Spray drying is widely used in drying of colloidal particles contained in colloidal suspensions. It comprises of complex processes involving multiple coupled mechanisms that can result in dried droplets of different morphologies depending on the drying conditions. Despite being well documented, many questions arising regarding spray drying of droplets need to be addressed. This means improving our fundamental understanding of the various mechanisms involved in drying and how the drying process can be optimized to realize droplets with desirable morphologies.
To this note, Dr. Benjamin Sobac (Postdoctoral Research fellow), Zakaria Larbi (PhD Student), Professor Pierre Colinet, and Professor Benoit Haut from the Université libre de Bruxelles in Belgium performed an analysis of drying of a spherical drop of a colloidal suspension based on mathematical modeling. Unlike the previous works that focused on phenomena occurring in one of the two phases, this study is quite innovative. The realistic heat and mass transport phenomena were taken into consideration in both the drop and the surrounding gas. The work is published in the journal, Colloids and Surfaces A: Physicochemical and Engineering Aspects.
Through this approach, a new Péclet number independent on the drop size was introduced. The Péclet is the dimensionless number found to have a significant influence on the dynamics of the colloids inside the drop. For instance, while a drop dries with a homogeneous concentration in particles within it for small values of the Péclet number compared to 1, larger values result in important gradients. Previously, the Péclet number was generally assumed to be proportional to the square of the drop diameter but, in this work, the authors predict that this number depends actually only on the diffusion of colloids within the solvent and the evaporation conditions. Moreover, a new equation was derived to evaluate Darcy’s stress emanating in the drop during the drying process. Contrary to the previous works, Darcy’s stress applied at the dense zone was predicted to diverge at the end of the consolidation stage.
Additionally, the modeling comprised of three different levels of decreasing complexity regarding the particle transport within the drop. First, the general model was the most complex. It involved a diffusion coefficient of the particles depending on their volume fraction. Secondly, the other two simple models considered either diffusive transport of the particles with a constant diffusion coefficient or the total absence of the diffusive particles inside the drop respectively. Finally, the results from all three modeling approaches were compared to provide insights on the level of complexity required, depending on the system parameters and properties to achieve the desired results and particularly in evaluating Darcy’s stress.

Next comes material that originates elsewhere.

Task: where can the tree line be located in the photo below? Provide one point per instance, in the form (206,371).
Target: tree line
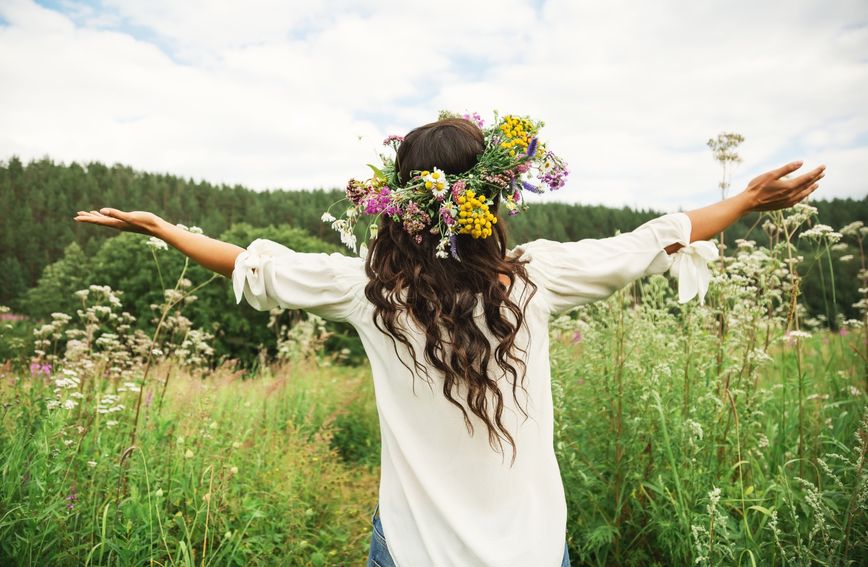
(45,254)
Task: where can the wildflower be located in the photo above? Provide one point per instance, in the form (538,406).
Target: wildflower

By comparing the three models, the research team was able to tell when it was necessary to take into account the interaction between the particles to describe the systems accurately. The first simplified model estimated the results of the general model with high accuracy for Peclet numbers smaller than 1 and larger than 100. On the other hand, the second simplified model provided favorable results for Peclet number large than 100 only. However, the simplified models were inadequate for the prediction of the dense zone formation time. Thus, the study provides an understanding of the complexity level needed to effectively quantify modeling properties based on the system parameters. In a statement to Advance in Engineering, Dr. Benjamin Sobac, first author noted that their study will be followed with investigations of potential mechanical instabilities in the systems.
Sobac, B., Larbi, Z., Colinet, P., & Haut, B. (2019). Mathematical modeling of the drying of a spherical colloidal drop. Colloids and Surfaces A: Physicochemical and Engineering Aspects, 576, 110-122.